Last week I managed to unpack the Excel20, put the thing together and fire it up!
Unfortunately it was raining, and while I put a temporary cover up over the BBQ, it wasn't ideal. The temps didn't quite get high enough (hovered around 95C), although the chicken was cooked through. I experimented with 4 different rubs. Shop bought tandoori rub. Carne asada rub bought in mexico (really meant for beef). A basic rub of salt, pepper, chili and garlic was the 3rd rub, and the last was a Kansas City style rub, I found on the web.
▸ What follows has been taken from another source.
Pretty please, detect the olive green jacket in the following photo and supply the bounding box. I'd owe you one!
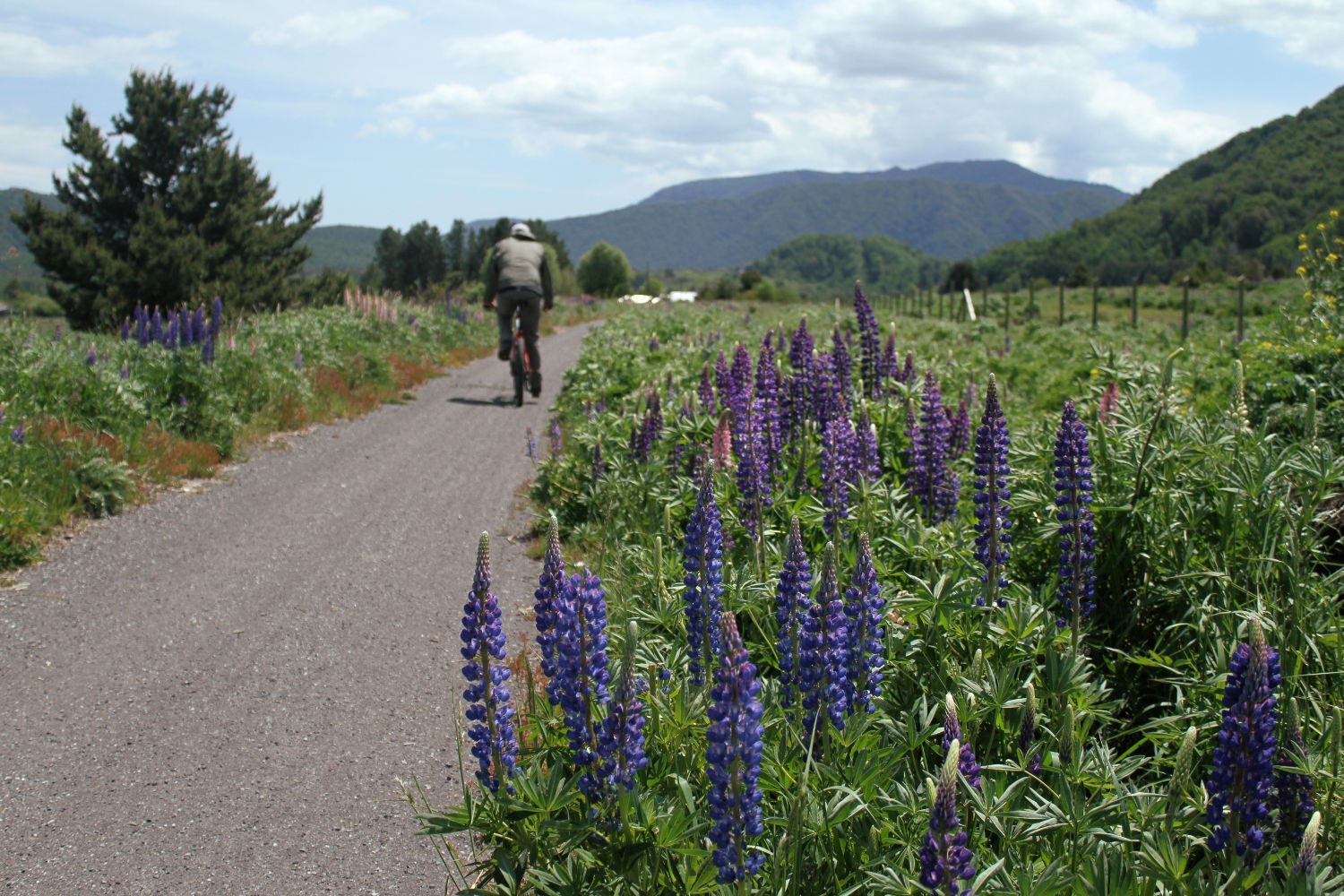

While the chicken didn't have a crispy skin, it was nice and succulent, and got the wife's seal of approval.
A couple of pics below.
I had my second smoke today, and had a lot better results. Ribs, thighs, and legs were on today's menus. Temps were up constant at 105C, exactly what I wanted for the ribs. I used the 2.5-2-1 method, and they came out great! When foiling I used apple and ginger fruit juice, beer, and a dash of tapatio hot sauce. The last hour they were mopped with a home made BBQ sauce, I also added the chicken at this stage. After 30 minutes I removed the water pan, brought the temperature up, and finished off the chicken. The skin still wasn't crispy, but an improvement over last week. Unfortunately I only got ready to eat pics!